このことから、終身保険は保険料が高くて、解約返戻金があり、定期保険は安くて、解約返戻金がありません。(定期保険も長期になると少し解約返戻金があるものもあります。)

「養老保険」は、この終身保険に年限を設けて、満期または死亡時に必ず保険金、満期金を支払うもので、高額な保険料で貯蓄タイプになります。

保険商品は数千種類もあると言われていますが、基本形はこの3つしかありません。

さて、配当金ですが、保険会社が貯蓄・運用したお金には利子が付きます。
この利子はだれのものでしょうか?

基本的にはこの権利は契約者に帰属すると法律で決められています。
利子(配当)の還元方法には保険契約の内容により2タイプあります。
契約者に配当するタイプと配当しないタイプです。

注:法律では責任準備金の運用による利益や経営努力による生まれた利益などの80%以上は契約者に還元するよう定められています。

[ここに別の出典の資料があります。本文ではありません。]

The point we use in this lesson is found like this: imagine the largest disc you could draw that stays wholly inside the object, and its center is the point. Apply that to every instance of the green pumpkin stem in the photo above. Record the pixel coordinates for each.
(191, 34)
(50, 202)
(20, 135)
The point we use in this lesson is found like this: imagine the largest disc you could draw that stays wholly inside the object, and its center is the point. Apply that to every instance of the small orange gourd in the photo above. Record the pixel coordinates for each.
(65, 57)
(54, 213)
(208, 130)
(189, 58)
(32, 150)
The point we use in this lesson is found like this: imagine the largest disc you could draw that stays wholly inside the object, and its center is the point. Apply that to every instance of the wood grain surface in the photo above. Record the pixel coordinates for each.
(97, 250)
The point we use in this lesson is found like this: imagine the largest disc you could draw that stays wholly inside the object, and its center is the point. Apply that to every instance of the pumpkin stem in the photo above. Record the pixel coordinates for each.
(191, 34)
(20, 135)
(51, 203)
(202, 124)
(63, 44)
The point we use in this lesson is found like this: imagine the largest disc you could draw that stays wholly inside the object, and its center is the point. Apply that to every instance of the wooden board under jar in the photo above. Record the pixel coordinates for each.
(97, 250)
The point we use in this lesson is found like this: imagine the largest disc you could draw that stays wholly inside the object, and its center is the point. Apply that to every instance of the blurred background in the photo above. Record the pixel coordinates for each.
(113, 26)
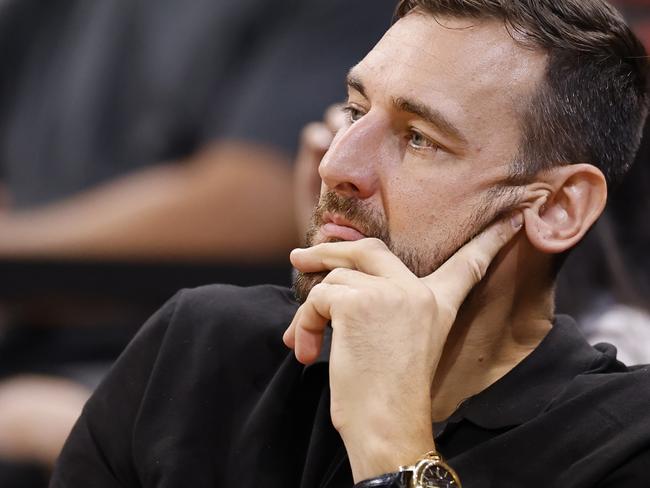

最近は無配当型(配当しないタイプ)の保険が多くなりましたが、保険会社がかすめ取っている訳ではなく、その分保険料を割り引いているため安くなっています。

配当とか聞くと銀行の利子のようで嬉しい気持ちになると思いますが、予定利率が低く保険料の運用収入が増えない現状では、どっちにしても影響ないというのが実態です。


有配当の保険がかんぽ生命や国内大手生保でいまだに販売されています。
この有配当保険に対する私の評価は次のとおりです。

現状の低金利状況では運用益がほとんど出ないのであまり期待してはいけません。
将来の金利上昇により配当金が増大すると考えるのも大きな間違いです。
保険会社では資産運用により得た利益を配当として契約者に還元しますが、その肝心な資産の運用先は60%が日本国債です。
日本国債は金利上昇により暴落しますから、インフレにより保険会社自体は経営の危機に直面することとなります。
外貨建て資産などは運用益が出ますが、ポートフォリオ上の比重は小さく、日本国債偏重による巨額損失が保険会社を襲うことになるでしょう。